In February of this year, we highlighted for our readers a published Reuters report indicating that the contract manufacturer was one year later, reconsidering the scope of its Wisconsin investment. Rather than a high-volume manufacturing, Foxconn was considering a termed “Technology Hub.” The Reuters report indicated that while the global contract manufacturer was still evaluating options for Wisconsin, the reality of existing U.S. based supply network capabilities and the economics producing advanced television screens in the United States appear to have turned toward non-competitive. Once more, citing informed sources, the report indicated that the global contract manufacturer was prepared to walk away from future incentives if the manufacturer was unable to meet Wisconsin’s job creation and capital investment requirements.
Our stated Supply Chain Matters perspective in February provided our view as to what changed appeared to be Apple’s, and increasingly other consumer electronics and broader-based manufacturers’ ongoing wake-ups to the realities to a definitive slowing of economic growth across China and to the implications of increased tariffs and trade tensions involving foreign-based manufacturers with product origins in the country. We further highlighted reports that Foxconn was moving rather quickly to establish a new iPhone manufacturing presence in India or Vietnam.
Last month, Foxconn indicated that it would begin construction later this year of a Generation 6 production facility that would produce small screens for mobile phones, tablets, televisions and other devices. The original commitment was to build a Generation 10 facility that would have produced far larger screen devices.
Last week, newly elected Wisconsin Governor Tony Evers, a Democrat, indicated that his state wanted to renegotiate the state’s $3 billion incentives contract with the global manufacturer, indicating it was now appearing unrealistic that upwards of 13,000 people would be employed.
The Governor indicated to reporters that the state was working directly with Foxconn toward revising the original contract because it “deals with a situation that no longer exists.” Evers reportedly indicated: “Clearly, the deal that was struck is no longer in play.”
Opposition political party members, including the influential State Assembly Speaker indicated a differing view, that the deal was “ironclad.”

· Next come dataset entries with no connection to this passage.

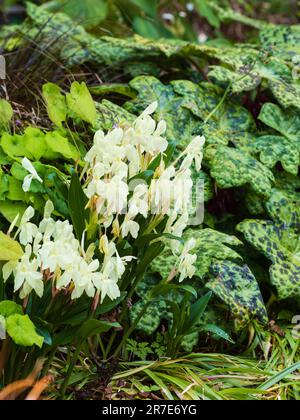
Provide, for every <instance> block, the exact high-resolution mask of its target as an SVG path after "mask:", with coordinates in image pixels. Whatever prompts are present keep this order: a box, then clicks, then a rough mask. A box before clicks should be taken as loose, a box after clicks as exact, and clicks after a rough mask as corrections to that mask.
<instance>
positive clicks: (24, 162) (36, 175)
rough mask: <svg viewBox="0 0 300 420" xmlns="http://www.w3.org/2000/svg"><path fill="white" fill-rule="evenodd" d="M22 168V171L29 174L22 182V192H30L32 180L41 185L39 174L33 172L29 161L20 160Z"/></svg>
mask: <svg viewBox="0 0 300 420" xmlns="http://www.w3.org/2000/svg"><path fill="white" fill-rule="evenodd" d="M22 166H23V168H24V169H26V171H27V172H29V175H27V176H26V177H25V178H24V181H23V191H24V192H28V191H29V190H30V186H31V183H32V181H33V180H36V181H38V182H40V183H41V184H42V183H43V180H42V178H41V177H40V176H39V174H38V173H37V171H36V170H35V168H34V166H33V164H32V163H31V162H30V160H29V159H27V158H24V159H23V160H22Z"/></svg>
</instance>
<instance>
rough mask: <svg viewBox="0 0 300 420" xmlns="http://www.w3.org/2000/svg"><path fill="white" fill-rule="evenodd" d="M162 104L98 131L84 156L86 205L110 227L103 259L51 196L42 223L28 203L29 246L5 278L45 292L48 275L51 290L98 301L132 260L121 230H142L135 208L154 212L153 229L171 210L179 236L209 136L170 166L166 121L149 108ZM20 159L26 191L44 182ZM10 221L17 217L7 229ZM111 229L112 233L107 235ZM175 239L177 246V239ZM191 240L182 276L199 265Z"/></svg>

Last week, we highlighted for readers a published Bloomberg report indicating that Foxconn will initiate production of the latest iPhones at a new production facility in India. While some may draw no parallels to both developments, we believe that there are parallels, namely where influential high tech and consumer electronics branded companies such as Apple plan to establish an alternative manufacturing and supply chain volume hub for their products.
Least we omit one other announcement.
Foxconn founder and Chairman Terry Gou indicated to Reuters that he plans to step down step down in the coming months, 45 years after founding the company that made him Taiwan’s richest citizen. Reportedly, an announcement to shareholders is expected in June. There are no visible successors to Gou’s leadership role at the company. A separate report from Bloomberg reported that Gou has announced his candidacy to be Taiwan’s President.
Each of these developments add more to the ongoing speculation or lack of firm commitment related to the Wisconsin presence.
As is often the case, when business decisions counter political decisions, the results can be mixed, at-best. Throw in the political dimensions of “Make America Great Again, “and the monetary and trade policy implications, and the situation gets messy.